Among amino acids, there are the L-form and the D-form which are optical isomers, natural proteins are proteins in which L-amino acids are bonded by peptide bonds, and only L-amino acids are used except cell walls of bacteria, and therefore, it is considered that only L-amino acids exist and only L-amino acids are used in mammals including humans. (Gentianzhong Chengyao et al, protein nuclease, 50: 453-460(2005), Lehninger's new biochemistry [ supra ] pp 2-147(1993) Guanchuan bookstore, Huppe. Biochemical original paperwork pp 22 21-30(1991) Wanshan). Therefore, conventionally, the L-amino acid has been used mainly as an amino acid, and the L-amino acid has been used industrially.

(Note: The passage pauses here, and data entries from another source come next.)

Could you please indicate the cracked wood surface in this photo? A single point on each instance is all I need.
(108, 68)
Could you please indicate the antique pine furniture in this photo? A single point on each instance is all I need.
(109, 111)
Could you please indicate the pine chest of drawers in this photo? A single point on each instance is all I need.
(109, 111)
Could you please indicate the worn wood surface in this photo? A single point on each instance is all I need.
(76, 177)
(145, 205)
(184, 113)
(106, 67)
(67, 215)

As examples of the exceptional use of D-amino acids, there are cases where they are used as a raw material for producing antibiotics in bacteria; and an example of a dietary supplement in which D-amino acid is directly used in the form of DL-amino acid mixture in order to save the cost of separating and extracting only L-amino acid from a mixture of L-amino acid and D-amino acid obtained in the same amount as when chemically synthesizing amino acid. However, there has never been an example of using only D-amino acids as a substance having physiological activity in the industry.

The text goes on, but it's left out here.